La tendopoli di San Ferdinando, che accoglie nel periodo della raccolta delle arance più di milleextracomunitari, è soltanto uno dei numerosi accampamenti in cui vivono in condizioni bestiali migliaia di immigrati, sfruttati come animali da soma, pagati 2 euro l’ora per un lavoro massacrante.
Dietro questa tragedia umana, che si consuma sotto gli occhi impotenti del Governo Renzi e dell’UE, ci sono le mafie, la criminalità organizzata gestita da marocchini o gruppi dell’Est. In alcuni casi, accampamenti simili a quello di Rosarno sono stati fatti sgombrare: a Foggia, nel mese di marzo le forze dell’ordine hanno messo sotto sequestro il ‘Grande Ghetto’ di Rignano, in cui vivevano centinaia di immigrati.
In Calabria la situazione non è molto diversa. Proprio nella Piana di Gioia Tauro ci sono territori inaccessibili, dove regna la legge della ‘ndrangheta. Alcuni approdi sono sotto il suo controllo. Nessuno sa, in realtà, quanta merce illegale (cocaina, armi, esseri umani) vi circoli.

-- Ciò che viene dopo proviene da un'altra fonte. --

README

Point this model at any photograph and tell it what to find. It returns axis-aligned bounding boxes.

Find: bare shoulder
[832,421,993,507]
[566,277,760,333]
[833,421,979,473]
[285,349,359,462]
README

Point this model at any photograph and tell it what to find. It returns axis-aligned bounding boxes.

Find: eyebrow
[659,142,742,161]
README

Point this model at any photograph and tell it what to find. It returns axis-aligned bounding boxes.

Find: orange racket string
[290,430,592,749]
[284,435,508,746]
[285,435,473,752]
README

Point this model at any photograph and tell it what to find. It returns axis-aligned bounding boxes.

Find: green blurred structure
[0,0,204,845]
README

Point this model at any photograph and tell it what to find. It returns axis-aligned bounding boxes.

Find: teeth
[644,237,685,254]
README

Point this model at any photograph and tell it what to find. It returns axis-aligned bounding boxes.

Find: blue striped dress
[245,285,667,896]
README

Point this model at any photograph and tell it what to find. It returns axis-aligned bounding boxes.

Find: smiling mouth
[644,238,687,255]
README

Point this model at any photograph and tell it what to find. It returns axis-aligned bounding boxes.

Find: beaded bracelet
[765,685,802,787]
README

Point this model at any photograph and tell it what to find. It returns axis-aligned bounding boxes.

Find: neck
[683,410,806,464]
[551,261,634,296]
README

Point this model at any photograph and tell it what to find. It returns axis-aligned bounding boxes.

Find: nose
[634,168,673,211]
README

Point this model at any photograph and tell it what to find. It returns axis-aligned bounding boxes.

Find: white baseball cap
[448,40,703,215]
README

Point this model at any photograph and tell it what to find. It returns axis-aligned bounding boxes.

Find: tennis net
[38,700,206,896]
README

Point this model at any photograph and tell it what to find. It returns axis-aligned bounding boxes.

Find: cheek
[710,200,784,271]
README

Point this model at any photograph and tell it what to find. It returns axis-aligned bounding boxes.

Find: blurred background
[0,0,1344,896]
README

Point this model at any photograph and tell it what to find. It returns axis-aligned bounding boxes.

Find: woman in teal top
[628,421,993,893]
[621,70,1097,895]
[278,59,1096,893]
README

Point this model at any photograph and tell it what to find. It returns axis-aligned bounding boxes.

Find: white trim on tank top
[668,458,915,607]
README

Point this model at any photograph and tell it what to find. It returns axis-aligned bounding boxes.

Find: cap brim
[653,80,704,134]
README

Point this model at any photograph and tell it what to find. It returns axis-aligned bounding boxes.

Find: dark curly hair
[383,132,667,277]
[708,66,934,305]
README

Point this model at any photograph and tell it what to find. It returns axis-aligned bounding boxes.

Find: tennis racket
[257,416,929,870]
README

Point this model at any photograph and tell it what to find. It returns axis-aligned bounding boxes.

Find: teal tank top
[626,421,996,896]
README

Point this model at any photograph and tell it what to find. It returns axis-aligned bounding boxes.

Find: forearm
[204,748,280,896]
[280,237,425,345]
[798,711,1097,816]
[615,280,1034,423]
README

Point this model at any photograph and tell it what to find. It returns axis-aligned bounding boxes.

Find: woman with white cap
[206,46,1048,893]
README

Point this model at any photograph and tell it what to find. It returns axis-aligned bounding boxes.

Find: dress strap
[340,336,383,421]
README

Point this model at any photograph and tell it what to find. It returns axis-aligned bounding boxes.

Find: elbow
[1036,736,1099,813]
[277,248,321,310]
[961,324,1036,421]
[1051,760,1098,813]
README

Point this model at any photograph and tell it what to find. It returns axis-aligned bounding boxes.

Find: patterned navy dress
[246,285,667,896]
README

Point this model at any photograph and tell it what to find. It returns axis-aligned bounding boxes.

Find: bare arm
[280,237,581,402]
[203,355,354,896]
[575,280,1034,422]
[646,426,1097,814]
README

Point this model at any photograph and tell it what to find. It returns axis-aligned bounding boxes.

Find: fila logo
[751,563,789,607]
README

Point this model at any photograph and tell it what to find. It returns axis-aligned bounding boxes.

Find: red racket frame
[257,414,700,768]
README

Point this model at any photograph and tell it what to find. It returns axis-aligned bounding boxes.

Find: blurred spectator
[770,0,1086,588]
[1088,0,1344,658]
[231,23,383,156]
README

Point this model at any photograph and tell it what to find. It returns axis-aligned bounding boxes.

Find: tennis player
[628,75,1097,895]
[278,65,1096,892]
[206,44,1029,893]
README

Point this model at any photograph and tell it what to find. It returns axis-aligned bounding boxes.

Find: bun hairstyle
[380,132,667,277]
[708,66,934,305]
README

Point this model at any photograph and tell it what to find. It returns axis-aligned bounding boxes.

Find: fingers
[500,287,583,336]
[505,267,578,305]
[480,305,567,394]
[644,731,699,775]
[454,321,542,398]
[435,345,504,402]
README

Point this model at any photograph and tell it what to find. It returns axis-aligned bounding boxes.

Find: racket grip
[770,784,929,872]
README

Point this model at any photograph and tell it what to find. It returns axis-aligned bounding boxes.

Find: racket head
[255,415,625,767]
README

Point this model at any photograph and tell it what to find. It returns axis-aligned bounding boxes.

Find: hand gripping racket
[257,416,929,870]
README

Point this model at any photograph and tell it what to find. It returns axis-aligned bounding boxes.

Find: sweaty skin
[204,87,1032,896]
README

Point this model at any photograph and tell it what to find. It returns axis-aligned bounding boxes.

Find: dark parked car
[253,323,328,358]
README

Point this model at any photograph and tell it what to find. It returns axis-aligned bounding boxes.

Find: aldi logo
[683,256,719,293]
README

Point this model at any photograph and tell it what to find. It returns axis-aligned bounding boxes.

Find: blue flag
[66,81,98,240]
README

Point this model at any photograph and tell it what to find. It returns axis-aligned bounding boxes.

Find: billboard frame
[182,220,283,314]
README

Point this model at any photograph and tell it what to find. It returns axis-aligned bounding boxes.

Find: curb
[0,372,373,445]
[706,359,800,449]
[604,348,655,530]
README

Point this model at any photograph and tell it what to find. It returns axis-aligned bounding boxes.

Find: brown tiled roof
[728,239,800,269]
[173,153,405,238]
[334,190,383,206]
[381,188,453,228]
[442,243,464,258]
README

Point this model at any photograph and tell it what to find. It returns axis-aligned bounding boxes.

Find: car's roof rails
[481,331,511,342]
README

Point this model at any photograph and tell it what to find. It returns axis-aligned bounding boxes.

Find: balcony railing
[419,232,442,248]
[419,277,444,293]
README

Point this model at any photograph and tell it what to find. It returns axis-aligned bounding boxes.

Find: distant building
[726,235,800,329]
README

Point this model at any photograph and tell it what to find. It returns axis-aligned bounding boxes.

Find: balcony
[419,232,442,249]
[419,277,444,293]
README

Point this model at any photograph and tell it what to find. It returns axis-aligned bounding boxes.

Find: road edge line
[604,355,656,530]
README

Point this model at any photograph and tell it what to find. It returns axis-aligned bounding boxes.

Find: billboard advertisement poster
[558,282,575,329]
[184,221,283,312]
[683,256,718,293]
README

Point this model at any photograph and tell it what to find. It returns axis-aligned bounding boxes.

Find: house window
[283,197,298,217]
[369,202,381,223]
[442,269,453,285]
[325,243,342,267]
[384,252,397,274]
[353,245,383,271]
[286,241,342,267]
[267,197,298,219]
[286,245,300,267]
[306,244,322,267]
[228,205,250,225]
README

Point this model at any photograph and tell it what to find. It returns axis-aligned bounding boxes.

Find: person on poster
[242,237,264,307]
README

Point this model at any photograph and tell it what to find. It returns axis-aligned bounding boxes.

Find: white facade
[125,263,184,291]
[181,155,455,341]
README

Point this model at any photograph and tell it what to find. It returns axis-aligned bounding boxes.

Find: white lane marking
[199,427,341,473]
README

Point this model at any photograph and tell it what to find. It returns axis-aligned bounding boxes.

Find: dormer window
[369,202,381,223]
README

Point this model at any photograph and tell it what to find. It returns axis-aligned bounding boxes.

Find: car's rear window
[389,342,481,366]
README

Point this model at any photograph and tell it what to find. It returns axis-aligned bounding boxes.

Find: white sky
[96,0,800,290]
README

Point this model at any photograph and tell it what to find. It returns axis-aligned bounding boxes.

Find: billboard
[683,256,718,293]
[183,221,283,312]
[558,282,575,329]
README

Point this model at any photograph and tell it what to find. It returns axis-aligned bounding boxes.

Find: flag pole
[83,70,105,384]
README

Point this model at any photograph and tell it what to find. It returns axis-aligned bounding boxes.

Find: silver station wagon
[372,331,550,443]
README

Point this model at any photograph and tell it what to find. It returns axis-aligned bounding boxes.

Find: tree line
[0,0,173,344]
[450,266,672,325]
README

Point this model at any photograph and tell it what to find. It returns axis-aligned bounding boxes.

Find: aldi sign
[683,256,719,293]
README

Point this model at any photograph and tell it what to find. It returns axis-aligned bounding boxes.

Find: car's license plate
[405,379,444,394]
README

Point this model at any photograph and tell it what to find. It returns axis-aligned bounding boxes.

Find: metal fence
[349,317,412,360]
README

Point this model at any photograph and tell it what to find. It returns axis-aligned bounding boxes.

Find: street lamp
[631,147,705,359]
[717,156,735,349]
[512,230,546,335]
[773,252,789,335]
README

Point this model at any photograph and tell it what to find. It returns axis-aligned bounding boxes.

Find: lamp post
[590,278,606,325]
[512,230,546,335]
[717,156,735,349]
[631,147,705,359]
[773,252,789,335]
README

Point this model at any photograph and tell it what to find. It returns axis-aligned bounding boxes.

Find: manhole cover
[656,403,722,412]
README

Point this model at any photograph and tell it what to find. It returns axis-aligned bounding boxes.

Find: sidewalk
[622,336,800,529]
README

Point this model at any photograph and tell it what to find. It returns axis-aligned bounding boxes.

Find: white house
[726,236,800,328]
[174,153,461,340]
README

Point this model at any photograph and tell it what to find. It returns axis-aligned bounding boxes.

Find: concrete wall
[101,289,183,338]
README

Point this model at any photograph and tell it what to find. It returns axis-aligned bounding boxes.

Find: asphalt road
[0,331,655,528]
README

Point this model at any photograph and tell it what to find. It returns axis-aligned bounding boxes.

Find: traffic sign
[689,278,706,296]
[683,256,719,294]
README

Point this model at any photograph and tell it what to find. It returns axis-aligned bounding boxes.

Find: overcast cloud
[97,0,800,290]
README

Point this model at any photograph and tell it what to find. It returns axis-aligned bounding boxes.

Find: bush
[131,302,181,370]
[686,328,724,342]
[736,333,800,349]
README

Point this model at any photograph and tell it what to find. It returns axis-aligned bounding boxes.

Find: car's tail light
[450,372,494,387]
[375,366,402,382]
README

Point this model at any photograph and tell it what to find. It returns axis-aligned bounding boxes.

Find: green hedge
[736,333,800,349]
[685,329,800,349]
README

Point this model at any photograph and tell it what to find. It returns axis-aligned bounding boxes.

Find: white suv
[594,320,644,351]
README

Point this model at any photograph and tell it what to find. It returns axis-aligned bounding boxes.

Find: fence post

Ma cosa c’entra tutto ciò con il Jobs Act?
La grande distribuzione organizzata gestisce il mercato imponendo la legge dell’oligopolio. Un sistema che va contro gli interessi dei lavoratori e arricchisce le multinazionali. Alessandro Vergili, gestore di una paninoteca romana, dichiara in un’intervista rilasciata a Reuters, che “il Jobs Act favorisce questo meccanismo e in realtà non sta aiutando gli italiani perché ciò di cui gli italiani hanno bisogno sono meno tasse e meno bollette”.
La disoccupazione giovanile è di oltre il 44% nel 2015. Nel frattempo, nelle campagne scarseggia la mano d’opera e ci si può approfittare della domanda sempre più forte degli immigrati in cerca di lavoro, riducendoli a schiavi. È questo il profilo di un Paese civile? È per questo che i nostri avi hanno combattuto e hanno costruito le case in cui poltriamo in attesa di impieghi che il Job Acts dovrebbe tirare fuori dal cappello magico del Governo Renzi?
Julien Coupat ha dichiarato a Mediapart: “La riforma sul lavoro è stata la scintilla che aspettavamo per scendere in trincea”. Coupat è stato di recente accusato dal ministro Valls di sostenere le proteste violente contro la legge ElKhomri, una riforma molto simile al Jobs Act, ma che, a differenza dell’Italia, ha provocato già tre mesi di mobilitazione nazionale.
In Francia sono stati decapitati re e regine, è nato un Paese sulle macerie di una rivoluzione sanguinosa. Uno sciopero come quello a cui stiamo assistendo oggi, in Italia, non è stato neanche preso in considerazione contro il Job Acts. C'è stata invece una piccola protesta durata 8 ore dopo una lunga trattativa con i sindacati.
Reazione francese e reazione italiana
La sintesi di ciò che in italiano si definisce “mitezza” (parola intraducibile in francese) e il “grandeur” francese (parola intraducibile in italiano) è tutta in quella tragedia sociale e umana che si consuma sotto i nostri occhi, nelle campagne ma anche negli uffici e nei supermercati, dove, tanto per fare un esempio, molti ricevono stipendi part-time, ma lavorano a tempo pieno, o, peggio, restituiscono metà dello stipendio al datore di lavoro.
Di esempi del genere, ce ne sono a centinaia, si potrebbe dare libero spazio alla fantasia, con l’ingenua illusione che ci si stia allontanando dalla realtà dei fatti, e invece scoprire che la realtà è anche peggio.
Quello che possiamo fare, se non siamo capaci di bloccare un intero Paese in cambio del rispetto dei nostri diritti, è almeno parlarne nei giornali indipendenti. E vedere in maniera critica ciò che ci succede intorno la prossima volta che mangiamo un’arancia o apriamo un barattolo di pomodori.